Sweden's Public Health Agency has warned of a new autumn wave of Covid-19 which it expects to peak at the end of September.

New Covid-19 wave in Sweden 'to peak at end of September'

According to both of the two new scenarios published by the agency on Monday, infection rates are set to rise steadily over the next month, something the agency said was due to a falling immunity in the population and greater contact between people as they return to schools and workplaces after the summer. 

“It is difficult to say how high the peak will be, but it is unlikely that it will reach the same levels as in January and February,” the agency’s unit chief Sara Byfors said in a press release. “The most important thing is that people in risk groups and those who are 65 years old and above get vaccinated with a booster dose in the autumn to reduce the risk of serious illness and death.” 

Under Scenario 0, the amount of contact between people stays at current levels, leading to a peak in reported Covid-19 cases at around 5,000 a day.
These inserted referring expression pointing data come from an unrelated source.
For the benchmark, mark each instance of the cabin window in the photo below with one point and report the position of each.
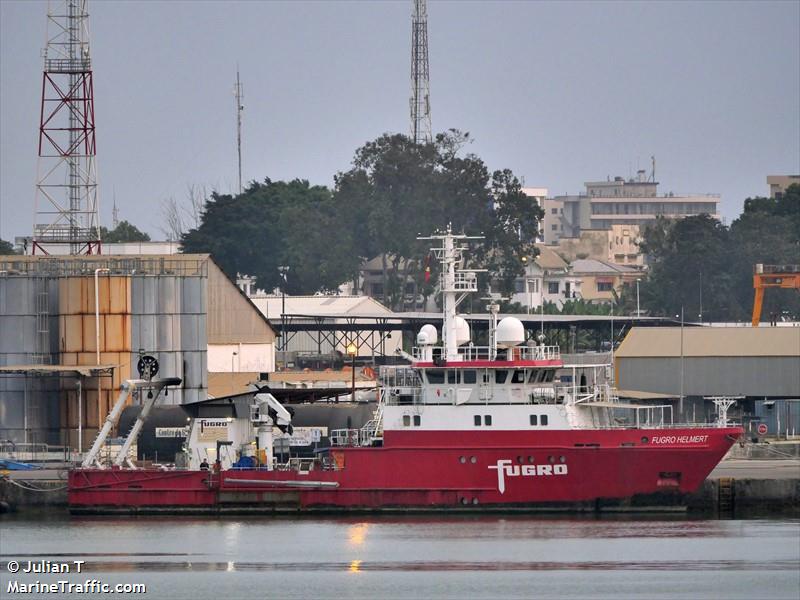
(435, 375)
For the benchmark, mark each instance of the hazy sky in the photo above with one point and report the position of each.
(561, 93)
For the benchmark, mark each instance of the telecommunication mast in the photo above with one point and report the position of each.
(420, 75)
(65, 205)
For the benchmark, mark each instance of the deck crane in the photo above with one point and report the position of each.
(765, 276)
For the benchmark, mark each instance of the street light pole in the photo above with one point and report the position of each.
(283, 270)
(233, 355)
(352, 350)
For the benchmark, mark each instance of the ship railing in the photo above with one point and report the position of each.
(345, 437)
(398, 377)
(472, 353)
(37, 452)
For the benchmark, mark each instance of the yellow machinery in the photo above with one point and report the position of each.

In Scenario 1, contact between people increases by about 10 percent from the middle of August, leading to a higher peak of about 7,000 reported cases a day. 

The agency said that employers should be prepared for many staff to be off sick simultaneously at points over the next month, but said in its release that it did not judge the situation to be sufficiently serious to require either it or the government to impose additional infection control measures. 

It was important, however, it said, that those managing health and elderly care continued to test those with symptoms and to track the chain of infections, that people go and get the booster doses when they are supposed to have under the vaccination programme, and that those who have symptoms of Covid-19 stay home.